結局その思いを告げることのないまま故国を離れたショパンだが、ウィーンに着いて間もなく作曲されたこの曲にはコンスタンティアへの追憶が込められているのかも知れない。生前出版されることがなかったのもこの曲にはあまりにも生々しい彼の個人的な感情が盛り込まれていたためとも考えられる。
なおこの曲ははじめに1875年に出版された際には「アダージョ」と指定されていたが、後にブラームスによって「レント・コン・グラン・エスプレッシオーネ」と改められた。いささか牽強付会の説ではあるが、あるいはクララへのひそかな思慕とともに生きたブラームスにとってこの曲は特に共感しやすい作品であったのかも知れない。

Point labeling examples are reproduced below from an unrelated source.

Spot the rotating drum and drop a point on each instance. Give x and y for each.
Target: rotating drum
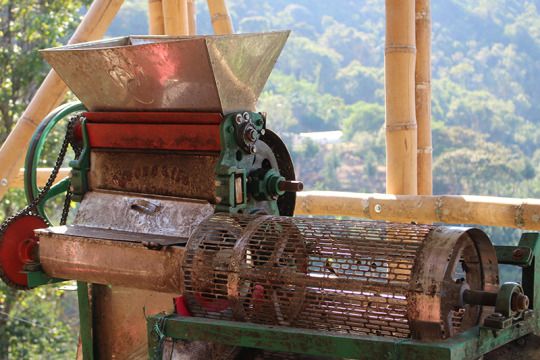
(372, 278)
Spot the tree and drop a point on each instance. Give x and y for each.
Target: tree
(25, 27)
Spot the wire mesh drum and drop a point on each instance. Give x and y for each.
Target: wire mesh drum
(374, 278)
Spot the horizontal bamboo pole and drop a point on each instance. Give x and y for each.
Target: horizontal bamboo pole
(221, 19)
(42, 175)
(50, 94)
(449, 209)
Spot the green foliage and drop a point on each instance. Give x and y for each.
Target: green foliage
(363, 117)
(38, 324)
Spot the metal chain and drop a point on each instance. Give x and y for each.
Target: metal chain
(31, 209)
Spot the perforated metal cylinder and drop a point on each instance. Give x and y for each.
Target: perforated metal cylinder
(374, 278)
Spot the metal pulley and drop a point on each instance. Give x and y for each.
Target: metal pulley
(386, 279)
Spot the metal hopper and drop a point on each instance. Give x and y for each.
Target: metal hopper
(169, 73)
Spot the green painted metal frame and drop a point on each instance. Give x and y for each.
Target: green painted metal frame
(470, 344)
(85, 316)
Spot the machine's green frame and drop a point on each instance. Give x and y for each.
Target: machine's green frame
(470, 344)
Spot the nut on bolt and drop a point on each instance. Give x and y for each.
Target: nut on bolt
(519, 254)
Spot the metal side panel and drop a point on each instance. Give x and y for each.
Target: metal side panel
(160, 173)
(82, 254)
(144, 214)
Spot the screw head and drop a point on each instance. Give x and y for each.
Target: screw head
(518, 254)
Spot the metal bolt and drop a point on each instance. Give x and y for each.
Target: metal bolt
(520, 302)
(518, 254)
(290, 185)
(253, 135)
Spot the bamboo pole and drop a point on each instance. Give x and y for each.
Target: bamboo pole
(192, 17)
(50, 94)
(221, 19)
(175, 17)
(155, 18)
(449, 209)
(401, 137)
(423, 97)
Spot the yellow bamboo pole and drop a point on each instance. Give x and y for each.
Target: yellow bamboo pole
(175, 17)
(50, 94)
(450, 209)
(155, 17)
(221, 19)
(401, 137)
(423, 97)
(192, 17)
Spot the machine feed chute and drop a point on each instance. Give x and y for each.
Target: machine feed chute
(383, 279)
(185, 193)
(221, 74)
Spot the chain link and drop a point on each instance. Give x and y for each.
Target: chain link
(31, 209)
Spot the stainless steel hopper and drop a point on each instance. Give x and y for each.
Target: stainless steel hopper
(209, 73)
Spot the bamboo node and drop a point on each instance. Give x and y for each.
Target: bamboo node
(423, 84)
(365, 206)
(423, 16)
(400, 127)
(400, 48)
(217, 17)
(425, 150)
(519, 216)
(438, 209)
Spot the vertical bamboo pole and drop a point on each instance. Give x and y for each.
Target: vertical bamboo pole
(155, 17)
(423, 97)
(175, 17)
(192, 17)
(401, 137)
(50, 94)
(221, 19)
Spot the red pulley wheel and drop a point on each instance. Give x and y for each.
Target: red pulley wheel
(16, 249)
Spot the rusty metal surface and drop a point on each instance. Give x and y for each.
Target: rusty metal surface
(118, 322)
(202, 73)
(185, 175)
(136, 213)
(110, 262)
(155, 136)
(347, 276)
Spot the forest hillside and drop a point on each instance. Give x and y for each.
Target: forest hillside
(325, 98)
(330, 77)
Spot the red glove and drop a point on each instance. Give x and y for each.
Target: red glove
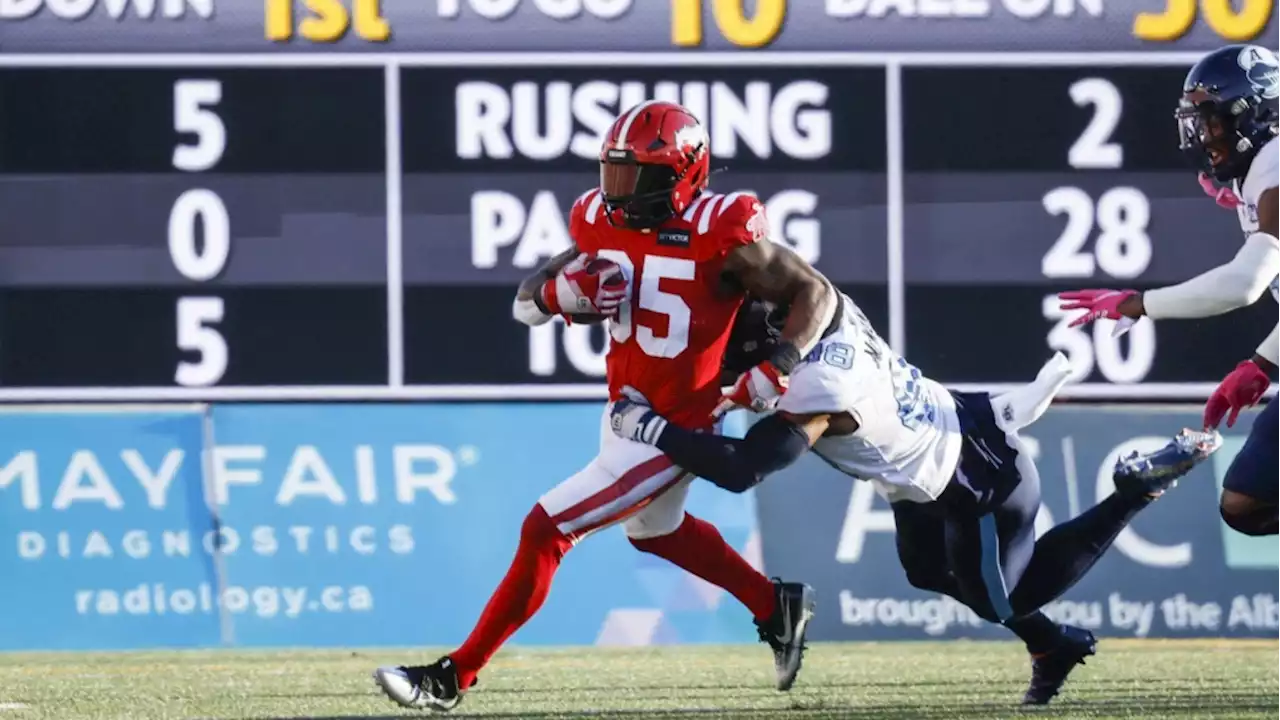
(1239, 390)
(758, 388)
(1224, 196)
(1097, 304)
(586, 285)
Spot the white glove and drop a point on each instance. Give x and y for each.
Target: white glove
(631, 418)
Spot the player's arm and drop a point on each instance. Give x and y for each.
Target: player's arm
(1221, 290)
(784, 278)
(529, 306)
(732, 464)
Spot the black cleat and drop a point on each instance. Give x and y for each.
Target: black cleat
(1156, 472)
(1050, 669)
(423, 687)
(785, 630)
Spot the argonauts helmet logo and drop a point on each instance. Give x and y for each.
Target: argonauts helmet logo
(1262, 68)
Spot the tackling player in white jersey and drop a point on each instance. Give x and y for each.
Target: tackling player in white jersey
(963, 487)
(1229, 117)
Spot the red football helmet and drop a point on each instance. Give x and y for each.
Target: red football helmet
(654, 162)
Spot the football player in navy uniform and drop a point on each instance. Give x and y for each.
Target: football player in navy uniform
(1228, 118)
(961, 484)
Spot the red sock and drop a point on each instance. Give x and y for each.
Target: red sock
(699, 548)
(517, 597)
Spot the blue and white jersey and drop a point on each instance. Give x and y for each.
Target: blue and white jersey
(908, 440)
(1264, 174)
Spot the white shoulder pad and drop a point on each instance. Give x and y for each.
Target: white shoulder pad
(1264, 173)
(817, 386)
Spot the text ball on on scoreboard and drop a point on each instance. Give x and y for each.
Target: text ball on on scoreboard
(193, 227)
(490, 174)
(1045, 180)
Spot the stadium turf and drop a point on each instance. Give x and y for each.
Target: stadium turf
(860, 680)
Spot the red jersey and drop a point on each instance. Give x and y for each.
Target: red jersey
(668, 340)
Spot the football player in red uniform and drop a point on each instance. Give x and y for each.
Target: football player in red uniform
(668, 264)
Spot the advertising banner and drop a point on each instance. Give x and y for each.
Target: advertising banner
(1176, 572)
(318, 525)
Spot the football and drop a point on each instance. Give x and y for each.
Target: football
(599, 265)
(595, 267)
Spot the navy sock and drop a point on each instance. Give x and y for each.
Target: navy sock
(1068, 551)
(1037, 630)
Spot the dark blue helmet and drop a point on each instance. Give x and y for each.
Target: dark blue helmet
(1230, 108)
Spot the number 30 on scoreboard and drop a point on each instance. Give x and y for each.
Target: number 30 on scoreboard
(1118, 222)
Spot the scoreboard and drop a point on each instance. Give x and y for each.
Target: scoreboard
(352, 226)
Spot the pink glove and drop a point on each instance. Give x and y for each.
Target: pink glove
(1239, 390)
(1224, 196)
(1097, 304)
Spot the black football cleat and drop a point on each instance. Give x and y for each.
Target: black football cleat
(421, 687)
(1156, 472)
(786, 628)
(1050, 669)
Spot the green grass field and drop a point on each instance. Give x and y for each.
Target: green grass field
(860, 680)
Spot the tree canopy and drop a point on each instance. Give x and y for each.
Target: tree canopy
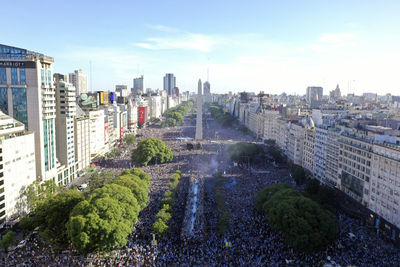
(304, 224)
(104, 220)
(152, 150)
(245, 152)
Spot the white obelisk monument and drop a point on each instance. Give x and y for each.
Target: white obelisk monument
(199, 118)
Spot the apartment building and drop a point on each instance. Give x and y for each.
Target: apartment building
(17, 167)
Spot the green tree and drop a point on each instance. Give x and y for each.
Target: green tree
(245, 152)
(152, 150)
(53, 214)
(27, 223)
(36, 193)
(138, 187)
(267, 192)
(130, 139)
(304, 224)
(7, 240)
(104, 220)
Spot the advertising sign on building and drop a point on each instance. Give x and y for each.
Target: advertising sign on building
(142, 114)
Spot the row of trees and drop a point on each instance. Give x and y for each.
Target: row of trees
(220, 116)
(97, 222)
(245, 152)
(305, 225)
(160, 226)
(175, 116)
(152, 151)
(223, 212)
(129, 139)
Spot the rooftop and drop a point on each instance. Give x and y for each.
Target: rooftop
(10, 52)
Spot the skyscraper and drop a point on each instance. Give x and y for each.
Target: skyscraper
(314, 93)
(138, 85)
(199, 112)
(79, 80)
(66, 111)
(169, 83)
(27, 94)
(17, 161)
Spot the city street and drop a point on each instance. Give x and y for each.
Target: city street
(251, 241)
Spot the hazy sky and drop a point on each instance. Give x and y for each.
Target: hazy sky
(273, 46)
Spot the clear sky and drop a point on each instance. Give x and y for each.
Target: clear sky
(274, 46)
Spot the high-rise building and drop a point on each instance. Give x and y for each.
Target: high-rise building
(122, 90)
(17, 161)
(314, 93)
(81, 139)
(199, 113)
(138, 85)
(79, 80)
(27, 94)
(66, 111)
(169, 83)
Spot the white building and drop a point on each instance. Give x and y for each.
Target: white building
(138, 86)
(17, 167)
(132, 115)
(384, 196)
(169, 83)
(295, 143)
(320, 150)
(79, 80)
(122, 90)
(66, 111)
(269, 129)
(81, 139)
(96, 132)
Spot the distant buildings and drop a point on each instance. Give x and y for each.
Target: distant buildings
(169, 83)
(314, 93)
(138, 85)
(79, 81)
(342, 144)
(122, 90)
(18, 170)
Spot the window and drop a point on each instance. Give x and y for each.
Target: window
(22, 78)
(19, 105)
(3, 76)
(4, 100)
(42, 76)
(14, 76)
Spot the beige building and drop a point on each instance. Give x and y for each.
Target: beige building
(332, 157)
(17, 167)
(308, 149)
(66, 111)
(269, 125)
(295, 143)
(81, 138)
(384, 198)
(355, 162)
(79, 81)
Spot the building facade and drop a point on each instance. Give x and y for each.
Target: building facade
(17, 167)
(27, 94)
(169, 83)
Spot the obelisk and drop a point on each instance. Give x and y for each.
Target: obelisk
(199, 118)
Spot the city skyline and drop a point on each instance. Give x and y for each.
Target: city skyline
(273, 47)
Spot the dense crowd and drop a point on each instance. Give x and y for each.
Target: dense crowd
(248, 241)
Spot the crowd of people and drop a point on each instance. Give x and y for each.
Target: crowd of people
(248, 240)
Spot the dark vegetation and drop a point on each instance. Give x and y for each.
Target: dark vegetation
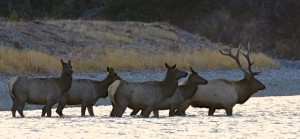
(272, 26)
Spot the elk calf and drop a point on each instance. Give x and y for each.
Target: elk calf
(143, 95)
(183, 92)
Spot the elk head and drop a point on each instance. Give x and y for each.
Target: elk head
(195, 78)
(175, 72)
(249, 75)
(67, 67)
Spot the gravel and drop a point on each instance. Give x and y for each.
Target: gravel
(282, 81)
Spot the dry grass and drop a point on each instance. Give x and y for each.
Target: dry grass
(12, 60)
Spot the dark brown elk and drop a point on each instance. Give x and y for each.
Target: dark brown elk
(86, 92)
(225, 94)
(143, 95)
(184, 91)
(41, 91)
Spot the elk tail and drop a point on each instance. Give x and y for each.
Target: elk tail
(112, 89)
(10, 86)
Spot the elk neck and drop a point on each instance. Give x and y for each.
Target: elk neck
(168, 85)
(65, 82)
(243, 90)
(188, 90)
(102, 86)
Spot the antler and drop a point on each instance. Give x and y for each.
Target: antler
(236, 58)
(247, 56)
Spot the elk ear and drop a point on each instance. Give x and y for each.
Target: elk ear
(167, 66)
(112, 70)
(174, 66)
(69, 62)
(192, 70)
(62, 62)
(256, 73)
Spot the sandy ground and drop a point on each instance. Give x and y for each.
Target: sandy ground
(260, 117)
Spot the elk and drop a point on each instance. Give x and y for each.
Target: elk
(184, 91)
(143, 95)
(223, 93)
(41, 91)
(86, 92)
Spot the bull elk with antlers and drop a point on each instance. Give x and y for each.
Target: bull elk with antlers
(223, 93)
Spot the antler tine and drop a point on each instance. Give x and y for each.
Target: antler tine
(236, 58)
(247, 56)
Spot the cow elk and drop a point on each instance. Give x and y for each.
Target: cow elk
(86, 92)
(41, 91)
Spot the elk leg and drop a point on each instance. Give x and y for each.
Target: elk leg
(172, 111)
(156, 113)
(211, 111)
(146, 112)
(181, 110)
(83, 108)
(120, 109)
(59, 109)
(228, 111)
(112, 113)
(134, 112)
(14, 108)
(90, 109)
(43, 111)
(21, 108)
(49, 106)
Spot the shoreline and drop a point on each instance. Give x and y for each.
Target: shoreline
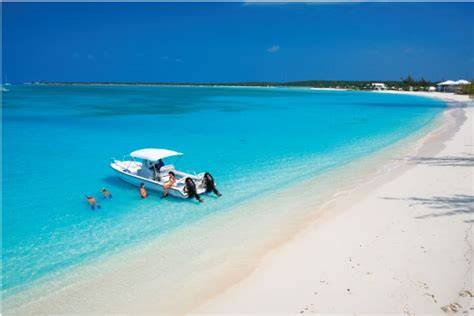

20世紀の名ヴァイオリニスト、ナタン・ミルシテインはこの曲のヴァイオリンのための編曲を残している。またこの曲はナチスの収容所から奇跡の生還を遂げたことで知られるピアニスト・作曲家のヴワディスワフ・シュピルマンの愛奏曲だったようで、映画「戦場のピアニスト(原題 “The Pianist”)」でも効果的に用いられていた。